The Mudcat Café TM
Thread #168430   Message #4119167
Posted By: Steve Shaw
08-Sep-21 - 06:47 AM
Thread Name: BS: Brexit & other UK political topics
Subject: RE: BS: Brexit & other UK political topics
Andrew Fisher, writing in the Guardian:

But rather than truly fixing the causes of the social care crisis, the Conservatives seem more concerned with protecting the property rights of the wealthy and the inheritances of their children. Raising NI contributions to fund social care will mean that working-age people on median incomes will effectively pay to protect the inalienable right to inherit a home. Moreover, the effects of the social care reforms are highly unequal: how much you lose will depend on where you live.

In many parts of England, where house prices are considerably lower than in the capital, people stand to lose a much higher proportion of their wealth under the new system. For example, a person paying for care whose assets are worth £186,000 would be left with £100,000 under the new cap. If they owned £1m in assets (because they owned property in London, for example), they would be left with £914,000 under the new system. Johnson may be hoping no one notices this untidy fit with his promises to level up.
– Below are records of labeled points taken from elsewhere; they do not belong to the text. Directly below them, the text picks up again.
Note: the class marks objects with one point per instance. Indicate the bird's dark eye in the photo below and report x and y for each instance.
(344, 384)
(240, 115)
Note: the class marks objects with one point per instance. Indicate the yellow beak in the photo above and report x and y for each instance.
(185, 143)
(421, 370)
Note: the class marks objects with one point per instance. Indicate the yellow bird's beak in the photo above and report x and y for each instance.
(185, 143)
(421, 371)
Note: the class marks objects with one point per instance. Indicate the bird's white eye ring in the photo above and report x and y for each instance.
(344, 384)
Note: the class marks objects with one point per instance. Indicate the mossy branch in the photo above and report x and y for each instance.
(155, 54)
Mrs Steve and I own our home, a 4-bed detached house with a big garden in a nice part of Cornwall. It's not a "property" to us (the incessant use of that word is a big factor preventing me from watching those daft programmes about escaping to the sun/country, etc.). It's our home. So we haven't a clue what it's worth as we've been here for 34 years and take little interest in "the market." We have modest but decent incomes, no debts and some savings. So what happens if, heaven forfend, we both go into long-term care?
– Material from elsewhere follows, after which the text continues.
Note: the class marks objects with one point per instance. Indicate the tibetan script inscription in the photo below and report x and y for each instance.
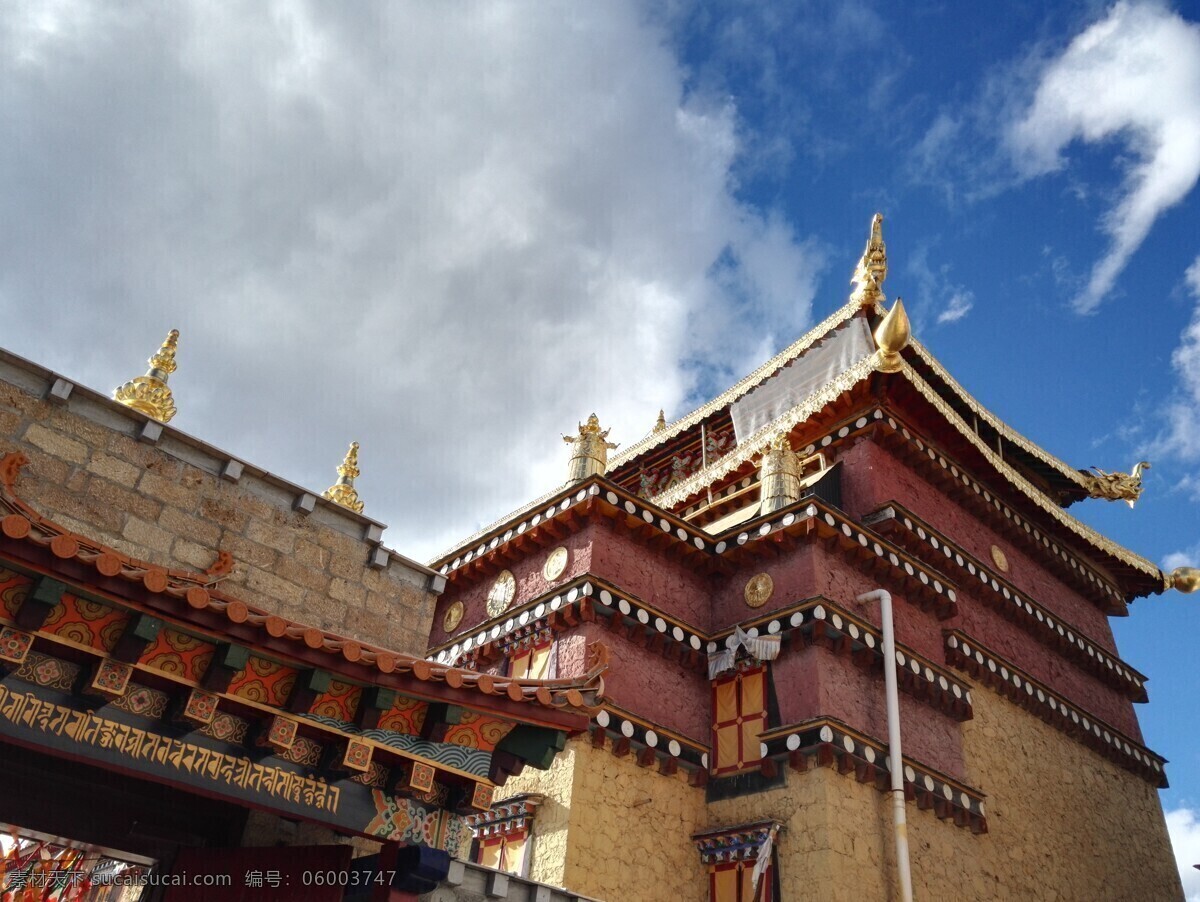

Well our savings would soon get used up, even taking our pension incomes into account. We would then have to sell the house, assuming that there would be no prospect of either of us moving back in. That would provide for several years of care costs, I'd assume. If one or both of us lived long enough, that would leave £23000 each in the bank and we would still have our pension income. That doesn't seem too bad to me. There's not much point in having a house we could never live in and we wouldn't want sentiment over it to oblige the state to pay for our care.

That's as things stand now. But under this new regime our lifetime care costs would be capped at £86000 each. We would manage to meet most or all of that with our savings and pensions. Then it's free forever, and the house would be sacrosanct. Our two children's inheritances are protected. I might have to remind them of that should they moan about the extra NI contributions they'll be paying.

However, if my kids were, instead, the offspring of parents with no house and savings to pass on, there would be no inheritance. Their bad luck, eh? Not their mismanagement, for sure... But they would still be paying the extra NI contributions, which would be enabling people much richer than them to keep their assets to pass down instead of using them to pay for their care. If you think that's right, then I'm absolutely not with you.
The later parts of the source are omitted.